This Cake Is for the Party
- First edition
- Author: Sarah Selecky
- Language: English
- Published: Thomas Allen & Son, 2010
- Publication place: Canada
- Pages: 224
- ISBN: 978-0887625251

= This Cake Is for the Party =

2010 short story collection by Sarah Selecky

This Cake Is for the Party is a collection of short stories by Canadian author Sarah Selecky published by Thomas Allen & Son Limited.
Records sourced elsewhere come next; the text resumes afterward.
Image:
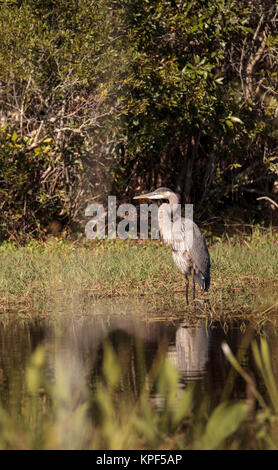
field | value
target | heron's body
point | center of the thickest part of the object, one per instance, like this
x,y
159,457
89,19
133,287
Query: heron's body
x,y
189,249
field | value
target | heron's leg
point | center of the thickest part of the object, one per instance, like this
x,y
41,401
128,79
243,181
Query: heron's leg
x,y
186,288
193,287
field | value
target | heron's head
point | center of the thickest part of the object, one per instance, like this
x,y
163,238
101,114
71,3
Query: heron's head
x,y
160,193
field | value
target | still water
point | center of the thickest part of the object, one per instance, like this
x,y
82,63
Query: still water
x,y
137,335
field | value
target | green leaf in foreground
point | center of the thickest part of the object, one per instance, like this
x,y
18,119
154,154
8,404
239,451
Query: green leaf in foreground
x,y
224,421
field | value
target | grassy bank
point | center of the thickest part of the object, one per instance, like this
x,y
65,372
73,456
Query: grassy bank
x,y
62,275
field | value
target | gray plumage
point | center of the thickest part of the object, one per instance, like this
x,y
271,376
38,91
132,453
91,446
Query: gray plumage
x,y
189,248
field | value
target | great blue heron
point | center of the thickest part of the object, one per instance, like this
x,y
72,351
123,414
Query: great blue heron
x,y
189,249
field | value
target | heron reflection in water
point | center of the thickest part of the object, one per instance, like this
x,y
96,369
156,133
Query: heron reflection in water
x,y
189,248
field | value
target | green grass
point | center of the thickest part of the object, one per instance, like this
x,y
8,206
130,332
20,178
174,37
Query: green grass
x,y
59,274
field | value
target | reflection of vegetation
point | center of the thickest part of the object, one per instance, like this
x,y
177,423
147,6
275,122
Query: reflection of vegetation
x,y
67,416
63,276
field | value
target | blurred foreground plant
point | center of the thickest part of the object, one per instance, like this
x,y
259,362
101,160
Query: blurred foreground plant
x,y
160,415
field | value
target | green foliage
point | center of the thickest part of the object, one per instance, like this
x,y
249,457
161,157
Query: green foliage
x,y
109,96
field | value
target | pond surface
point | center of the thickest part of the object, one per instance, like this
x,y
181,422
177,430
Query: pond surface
x,y
137,335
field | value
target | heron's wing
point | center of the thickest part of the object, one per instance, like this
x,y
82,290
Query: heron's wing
x,y
188,238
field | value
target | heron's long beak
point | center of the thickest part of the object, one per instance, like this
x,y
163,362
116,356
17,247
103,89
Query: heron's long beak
x,y
152,195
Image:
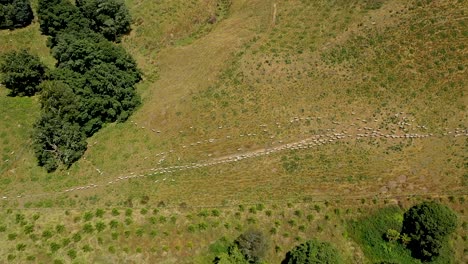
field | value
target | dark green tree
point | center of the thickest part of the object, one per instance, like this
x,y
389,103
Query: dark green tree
x,y
22,72
313,251
81,50
253,245
102,74
57,139
15,13
110,18
59,15
233,256
428,225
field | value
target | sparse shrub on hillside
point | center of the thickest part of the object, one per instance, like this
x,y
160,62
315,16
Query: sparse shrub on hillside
x,y
22,72
313,251
15,13
253,245
233,256
110,18
428,225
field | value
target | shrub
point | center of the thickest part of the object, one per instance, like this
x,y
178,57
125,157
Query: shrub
x,y
54,247
252,244
59,228
113,224
15,13
313,251
100,226
427,225
233,256
76,237
71,253
28,229
392,235
88,228
88,216
20,247
22,72
99,213
47,234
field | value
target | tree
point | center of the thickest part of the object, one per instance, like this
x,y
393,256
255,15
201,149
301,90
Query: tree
x,y
81,50
57,139
313,251
23,72
102,75
59,15
253,245
428,225
110,18
233,256
15,13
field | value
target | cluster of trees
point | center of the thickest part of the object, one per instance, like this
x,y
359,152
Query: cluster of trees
x,y
22,73
96,77
15,13
110,18
313,251
428,226
93,82
425,231
252,246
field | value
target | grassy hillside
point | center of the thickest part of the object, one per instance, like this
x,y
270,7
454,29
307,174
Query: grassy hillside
x,y
279,106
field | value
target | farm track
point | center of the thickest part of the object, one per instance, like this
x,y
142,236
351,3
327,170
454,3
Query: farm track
x,y
310,142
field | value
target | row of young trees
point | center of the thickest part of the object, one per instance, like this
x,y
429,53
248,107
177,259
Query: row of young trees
x,y
93,81
425,231
252,246
15,13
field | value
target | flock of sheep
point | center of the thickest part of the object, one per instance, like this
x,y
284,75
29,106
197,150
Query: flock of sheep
x,y
310,142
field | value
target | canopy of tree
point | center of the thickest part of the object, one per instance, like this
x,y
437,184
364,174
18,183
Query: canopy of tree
x,y
58,139
428,226
22,72
233,256
58,15
15,13
111,18
313,251
97,77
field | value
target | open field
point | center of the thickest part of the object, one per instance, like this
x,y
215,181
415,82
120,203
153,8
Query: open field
x,y
277,106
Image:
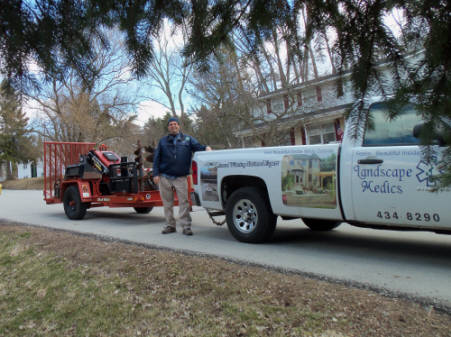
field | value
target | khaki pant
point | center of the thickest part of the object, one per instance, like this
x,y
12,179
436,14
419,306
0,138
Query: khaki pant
x,y
180,185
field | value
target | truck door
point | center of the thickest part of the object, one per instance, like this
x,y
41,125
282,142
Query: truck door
x,y
391,183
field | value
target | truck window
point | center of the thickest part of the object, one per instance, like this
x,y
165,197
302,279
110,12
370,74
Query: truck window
x,y
382,131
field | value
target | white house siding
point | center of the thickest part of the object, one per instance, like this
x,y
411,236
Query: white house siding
x,y
314,117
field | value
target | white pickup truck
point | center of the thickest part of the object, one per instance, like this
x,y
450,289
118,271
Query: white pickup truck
x,y
376,179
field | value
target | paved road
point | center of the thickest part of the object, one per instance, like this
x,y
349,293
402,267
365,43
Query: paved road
x,y
415,264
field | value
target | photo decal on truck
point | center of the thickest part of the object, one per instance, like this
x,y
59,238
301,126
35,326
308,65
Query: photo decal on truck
x,y
309,180
209,183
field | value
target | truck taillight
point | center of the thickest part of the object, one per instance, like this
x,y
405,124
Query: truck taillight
x,y
194,169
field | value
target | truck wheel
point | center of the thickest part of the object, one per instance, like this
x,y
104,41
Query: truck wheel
x,y
249,216
143,210
320,225
73,207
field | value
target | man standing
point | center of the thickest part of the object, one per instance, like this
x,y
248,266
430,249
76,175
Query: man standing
x,y
171,165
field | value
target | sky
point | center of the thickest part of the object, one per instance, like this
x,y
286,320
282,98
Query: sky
x,y
146,108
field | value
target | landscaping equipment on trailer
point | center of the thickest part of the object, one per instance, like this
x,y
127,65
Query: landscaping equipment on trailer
x,y
81,177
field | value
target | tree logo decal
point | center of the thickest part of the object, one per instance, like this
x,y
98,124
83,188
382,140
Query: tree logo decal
x,y
428,170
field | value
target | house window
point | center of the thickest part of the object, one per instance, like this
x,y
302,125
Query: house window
x,y
319,96
268,106
292,137
321,134
299,96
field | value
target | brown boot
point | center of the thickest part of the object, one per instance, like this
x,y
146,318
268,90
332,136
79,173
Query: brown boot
x,y
168,230
187,231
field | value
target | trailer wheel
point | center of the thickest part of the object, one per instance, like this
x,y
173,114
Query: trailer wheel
x,y
249,216
320,225
143,210
73,207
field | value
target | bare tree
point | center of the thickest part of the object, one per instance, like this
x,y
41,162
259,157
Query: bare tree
x,y
89,106
169,71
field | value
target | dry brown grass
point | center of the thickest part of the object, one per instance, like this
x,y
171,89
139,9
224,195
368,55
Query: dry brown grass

It was shortlisted for the 2010 Scotiabank Giller Prize.

==Short stories==
- "Throwing Cotton” - A woman reuniting with her friends from university suspects her husband is cheating on her.
- "Watching Atlas” - A man and his partner fight over her best friend who is an alcoholic.
- "How Healthy Are You?” - A woman has a chance meeting with another woman she met during a clinical drug trial in Ottawa during her student days.
- "Go-Manchura” - A woman tries to involve her friends in a pyramid scheme.
- "Standing up for Janey” - After her own relationship dissolves, a woman holds an engagement party for her best friend.
- "Where Are You Coming From, Sweetheart?” - A young girl from Sudbury living under the strict rule of her father visits her aunt and cousin in Toronto.
- “Prognosis” - A woman confesses a set of religious miracles to her mother-in-law.
- "Paul Farenbacher's Yard Sale” - A woman helps her neighbours sell off the possessions of the now deceased patriarch of the family.
- "This is How We Grow as Humans” - Two former friends confront each other over lunch after one of them has an affair with the other’s boyfriend.
- "One Thousand Wax Buddhas” - A candlemaker struggles with his wife’s mental illness.

==Awards and nominations==

"Throwing Cotton" was nominated for the Journey Prize in 2006.

This Cake Is for the Party was shortlisted for the 2010 Scotiabank Giller Prize, but lost to The Sentimentalists.